PART 7
Chapter 28
It was bright and sunny. A fine rain had been falling all the
morning, and now it had not long cleared up. The iron roofs, the
flags of the roads, the flints of the pavements, the wheels and
leather, the brass and the tinplate of the carriages--all
glistened brightly in the May sunshine. It was three o'clock,
and the very liveliest time in the streets.
As she sat in a corner of the comfortable carriage, that hardly
swayed on its supple springs, while the grays trotted swiftly, in
the midst of the unceasing rattle of wheels and the changing
impressions in the pure air, Anna ran over the events of the last
days, and she saw her position quite differently from how it had
seemed at home. Now the thought of death seemed no longer so
terrible and so clear to her, and death itself no longer seemed
so inevitable. Now she blamed herself for the humiliation to
which she had lowered herself. "I entreat him to forgive me. I
have given in to him. I have owned myself in fault. What for?
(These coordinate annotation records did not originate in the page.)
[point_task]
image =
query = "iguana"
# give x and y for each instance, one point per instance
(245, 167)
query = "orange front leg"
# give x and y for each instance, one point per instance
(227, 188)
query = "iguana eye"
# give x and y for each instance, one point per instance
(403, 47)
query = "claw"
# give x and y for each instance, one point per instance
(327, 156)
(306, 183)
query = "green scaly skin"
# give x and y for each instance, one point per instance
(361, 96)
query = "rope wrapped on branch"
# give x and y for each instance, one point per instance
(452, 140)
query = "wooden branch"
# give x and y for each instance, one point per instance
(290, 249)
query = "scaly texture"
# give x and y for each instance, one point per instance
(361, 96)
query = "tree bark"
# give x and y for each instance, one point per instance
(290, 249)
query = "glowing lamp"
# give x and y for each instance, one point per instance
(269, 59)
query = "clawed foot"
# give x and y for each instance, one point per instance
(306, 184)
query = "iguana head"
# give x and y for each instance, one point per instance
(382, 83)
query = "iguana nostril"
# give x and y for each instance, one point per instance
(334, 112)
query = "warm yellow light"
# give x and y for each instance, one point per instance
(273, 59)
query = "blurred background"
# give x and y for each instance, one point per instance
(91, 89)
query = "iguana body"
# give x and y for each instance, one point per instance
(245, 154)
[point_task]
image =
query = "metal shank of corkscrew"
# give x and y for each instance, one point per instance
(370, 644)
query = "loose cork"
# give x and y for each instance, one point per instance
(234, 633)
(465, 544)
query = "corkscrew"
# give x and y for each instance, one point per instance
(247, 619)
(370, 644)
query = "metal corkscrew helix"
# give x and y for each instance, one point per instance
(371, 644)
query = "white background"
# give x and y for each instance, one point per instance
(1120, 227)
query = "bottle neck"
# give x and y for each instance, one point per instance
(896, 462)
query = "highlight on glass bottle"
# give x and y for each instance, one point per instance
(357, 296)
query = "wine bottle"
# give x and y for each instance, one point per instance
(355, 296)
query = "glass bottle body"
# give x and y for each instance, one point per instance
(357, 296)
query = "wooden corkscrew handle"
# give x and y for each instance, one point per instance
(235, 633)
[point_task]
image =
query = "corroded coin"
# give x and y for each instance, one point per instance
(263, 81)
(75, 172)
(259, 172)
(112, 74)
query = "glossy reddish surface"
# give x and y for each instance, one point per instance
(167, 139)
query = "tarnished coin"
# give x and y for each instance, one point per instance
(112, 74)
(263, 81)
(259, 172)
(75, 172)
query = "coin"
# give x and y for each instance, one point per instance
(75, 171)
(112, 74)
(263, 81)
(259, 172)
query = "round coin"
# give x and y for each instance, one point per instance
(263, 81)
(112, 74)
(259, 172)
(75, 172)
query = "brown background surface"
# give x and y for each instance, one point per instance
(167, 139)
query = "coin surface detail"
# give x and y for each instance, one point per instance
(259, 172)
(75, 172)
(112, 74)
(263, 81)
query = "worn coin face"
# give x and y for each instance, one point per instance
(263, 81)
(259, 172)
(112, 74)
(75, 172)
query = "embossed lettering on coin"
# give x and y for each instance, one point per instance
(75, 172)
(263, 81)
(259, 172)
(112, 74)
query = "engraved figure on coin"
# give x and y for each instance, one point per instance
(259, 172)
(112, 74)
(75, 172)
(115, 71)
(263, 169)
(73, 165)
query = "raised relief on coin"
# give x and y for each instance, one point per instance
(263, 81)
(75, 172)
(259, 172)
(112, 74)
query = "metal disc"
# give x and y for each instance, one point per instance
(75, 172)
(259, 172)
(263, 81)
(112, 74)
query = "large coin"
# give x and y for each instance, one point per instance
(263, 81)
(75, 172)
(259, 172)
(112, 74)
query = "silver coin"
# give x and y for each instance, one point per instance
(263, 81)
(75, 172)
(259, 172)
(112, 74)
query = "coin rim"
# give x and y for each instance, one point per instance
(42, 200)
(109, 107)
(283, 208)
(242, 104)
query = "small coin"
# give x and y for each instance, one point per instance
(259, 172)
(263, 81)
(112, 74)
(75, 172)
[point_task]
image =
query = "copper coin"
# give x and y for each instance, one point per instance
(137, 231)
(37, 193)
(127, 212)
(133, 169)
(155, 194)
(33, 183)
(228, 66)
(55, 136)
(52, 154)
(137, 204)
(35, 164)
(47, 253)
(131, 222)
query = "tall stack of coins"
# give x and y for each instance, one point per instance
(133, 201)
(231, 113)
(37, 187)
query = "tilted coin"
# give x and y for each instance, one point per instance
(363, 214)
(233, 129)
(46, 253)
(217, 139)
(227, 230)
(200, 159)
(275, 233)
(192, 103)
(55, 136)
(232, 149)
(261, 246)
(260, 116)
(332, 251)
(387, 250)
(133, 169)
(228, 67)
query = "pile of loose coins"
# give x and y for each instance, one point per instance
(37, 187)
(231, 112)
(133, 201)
Can't I live without him?" And leaving unanswered the question
how she was going to live without him, she fell to reading the
signs on the shops. "Office and warehouse. Dental surgeon.
Yes, I'll tell Dolly all about it. She doesn't like Vronsky. I
shall be sick and ashamed, but I'll tell her. She loves me, and
I'll follow her advice. I won't give in to him; I won't let him
train me as he pleases. Filippov, bun shop. They say they send
their dough to Petersburg. The Moscow water is so good for it.
Ah, the springs at Mitishtchen, and the pancakes!"